I don’t know that I would say the church has been great at laying out rules, and I don’t think it’s actually been very practical. The theological tends to be propositions. The polemical tends to be arguments. The practical uses lots of stories to give you the gist of what a good marriage should be like. Somewhere in Mystery and Manners, Flannery O’Connor was asked to put the basic point of her short story in a nutshell. She said, ‘If I could put it in a nutshell, I wouldn’t have had to write the story.’
I believe she says a story can’t be paraphrased.
Yes, that’s right. I think what she means is a story gives you an excess of meaning that no proposition could possibly convey, or even a set of propositions. There’s meaning that comes with a narrative that is certainly somewhat propositional—you can put some of it into propositions—but the impact is greater.

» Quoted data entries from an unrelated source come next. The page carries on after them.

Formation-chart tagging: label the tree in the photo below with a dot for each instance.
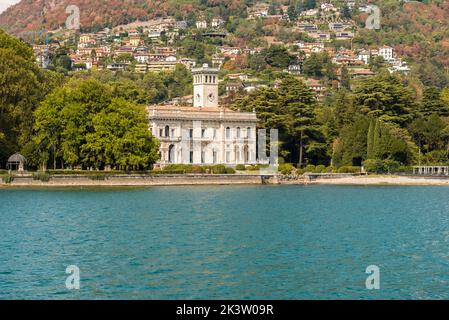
(432, 102)
(299, 103)
(345, 78)
(385, 97)
(292, 110)
(292, 14)
(277, 56)
(120, 138)
(370, 154)
(22, 86)
(83, 125)
(309, 4)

On a practical level, the church doesn’t do a great job of giving people a vision for what God wants marriage to be. I actually think that’s a way that my book is somewhat different in that it’s almost as much for a non-married person as for a married person. I actually think, in the end, what is very practical for both singles and married people is they need to get a breathtaking vision for what marriage should be. I don’t know if the strictly theological, strictly polemical, and strictly practical books do that.
One of the paradoxes you talk about is how the commitment of marriage actually produces freedom: the freedom to be truly ourselves, the freedom to be fully known, the freedom to be there in the future for those we love and who love us. Why do you believe that the commitment of marriage is viewed as largely anything but freeing today?
Our culture pits the two against each other. The culture says you have to be free from any obligation to really be free.